The change was first reported by The New York Times on Sunday, and came in the form of an edit to the fine print on Mr Trump’s donation page hosted by the WinRed platform. Previously, just one per cent of those donations through the platform were diverted to the Save America PAC, the outside spending vessel that the candidate has used to front the costs for his legal battles. According to new text that appeared this spring, that share has increased to 10 per cent.

It was a move that was seen by many political analysts as evidence of the mounting strain that the president’s numerous court fights are having on his finances; he faces, among other civil suits, more than 60 criminal charges spread across two indictments in New York state court and at the federal level.

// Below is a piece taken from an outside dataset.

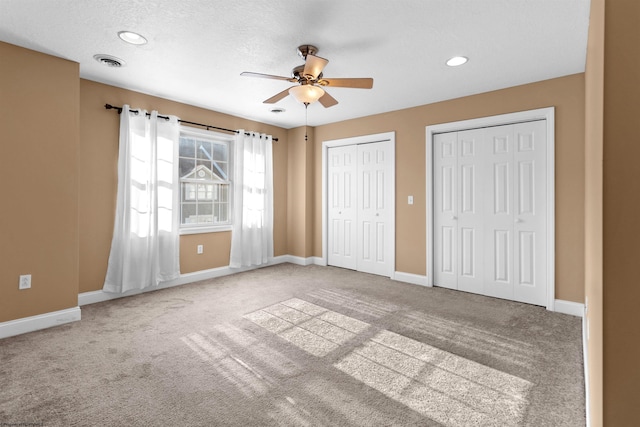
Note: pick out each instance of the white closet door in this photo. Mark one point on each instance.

On Tuesday, Mr Christie spoke to Politico about his rival’s increasingly serious legal entanglements: “This is a billionaire who refused to pay his lawyers with his own personal money, and instead, men and women out there who believe in him and wanted [him] to be elected president are donating money to try to forward his candidacy … and he’s diverting that money to pay his own legal fees.”

“What Donald Trump is good at is spending other people’s money,” the former governor added to Politico. “He’s the cheapest SOB I’ve ever met in my life.”

The tone of Mr Christie’s campaign has changed little since it began several weeks ago in New Hampshire with a CNN town hall hosted by St Anselm College. The ex-governor, formerly an ally of Mr Trump, has made clear his intention to wage an all-out brawl with the frontrunner for the GOP nomination as well as his willingness to hit Mr Trump on issues that other GOP candidates either will not touch or, perhaps to the detriment of their own campaigns, take his side.

Those issues include the criminal charges Mr Trump now faces, and especially the federal indictment resulting from Mr Trump’s hoarding of presidential records at Mar-a-Lago. In recent days, an audio recording has emerged in which the former president is heard at his Bedminster resort talking to several reporters and his own staffers, while claiming explicitly that a document he had produced for their viewing was classified material. Mr Trump has denied that the document he was heard speaking about actually existed, claiming instead that “bravado” spurred him to lie to those present.

Mr Christie’s poll numbers show him trailing the ex-president significantly in terms of overall support among GOP primary voters; the governor hopes that dynamic will change once he potentially gets a chance to confront his opponent in person onstage at at Republican debate.

Whether that will ever happen remains up in the air, as Mr Trump has signaled that he may skip one or more debates both due to his frustrations with moderators who refuse to play into his 2020 election conspiracies as well as his hesitation towards allowing an opportunity for his opponents to draw blood while the cameras roll.